Shine’s eyes glistened. Cigarette smoke haloed her head. Her despair made her stunning. “Then think of me. How could you make Nina wonder if I’m getting so useless I can’t even ask you to do this? How could you leave me when I was the one who stayed?”

Barely able to breathe, Marsden stepped back from the vortex that was her mother, the insecurity that turned her desperate. She didn’t need someone’s loneliness. And her mother was boxed into a corner of her own, forced there by her blood, her dead husband, her daughters.

“I don’t care if you don’t tell Nina no for me, then,” Marsden whispered, “as long as you don’t say yes. Can you at least do that? Until I think of something?”

Shine’s arm continued to shake as she reached for her mug of coffee. It would be close to cold by now. She took a sip and showed no reaction. Her face had gone pale. She set down the cup again. “I’ll see if . . . I will try—”

“Mars! Mars!”

Wynn’s bellow broke into the kitchen like a riptide as she burst in through the back entrance. Cradled in her arms was the old ice-cream maker—Marsden could tell with one glance that an attachment was missing. The observation felt vague, coming from a distance, as though she were merely watching the unfolding of a scene from someone else’s life. Her conversation with her mother still rang in her ears—her own plea, Shine’s struggle to remember her daughter.

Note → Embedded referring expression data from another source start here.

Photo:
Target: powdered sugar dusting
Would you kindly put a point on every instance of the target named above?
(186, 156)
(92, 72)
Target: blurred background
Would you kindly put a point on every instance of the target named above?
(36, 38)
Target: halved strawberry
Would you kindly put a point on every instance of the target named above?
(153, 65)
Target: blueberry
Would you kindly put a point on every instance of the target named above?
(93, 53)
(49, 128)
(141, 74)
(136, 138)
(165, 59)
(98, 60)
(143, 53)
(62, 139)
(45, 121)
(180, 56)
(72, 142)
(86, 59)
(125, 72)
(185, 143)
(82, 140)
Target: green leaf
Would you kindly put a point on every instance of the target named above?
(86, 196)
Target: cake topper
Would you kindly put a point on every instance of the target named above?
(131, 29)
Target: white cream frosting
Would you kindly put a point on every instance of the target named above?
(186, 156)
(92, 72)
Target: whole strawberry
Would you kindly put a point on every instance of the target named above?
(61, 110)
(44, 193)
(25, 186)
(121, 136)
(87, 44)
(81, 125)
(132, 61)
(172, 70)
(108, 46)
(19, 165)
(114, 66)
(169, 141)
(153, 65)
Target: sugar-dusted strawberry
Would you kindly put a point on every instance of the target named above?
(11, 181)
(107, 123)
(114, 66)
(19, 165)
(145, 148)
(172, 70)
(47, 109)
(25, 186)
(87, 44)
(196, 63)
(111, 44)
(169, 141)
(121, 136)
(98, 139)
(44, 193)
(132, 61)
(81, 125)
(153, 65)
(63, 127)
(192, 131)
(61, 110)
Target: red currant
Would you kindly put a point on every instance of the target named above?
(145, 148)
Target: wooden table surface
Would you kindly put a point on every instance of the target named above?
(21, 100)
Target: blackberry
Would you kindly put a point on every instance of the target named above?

“What is it?” she asked Wynn, the sister that she loved too much and wanted to protect more than anything. Who, because of that, was now being used against her.

“The covert!” From the corner of her eye, Marsden saw Shine go stiff. “There’s someone there!”

“You didn’t touch it, did you?” How much did you see? How much will you not be able to forget? “The body.”

“It’s not a body—it’s a boy!”

A boy. The two words seemed alien in the room, coming from another universe. “What?”

“And, Mars?” Wynn was frowning, her expression thoughtful as she absentmindedly cranked the handle of the ice-cream maker. “He looks kind of mean.”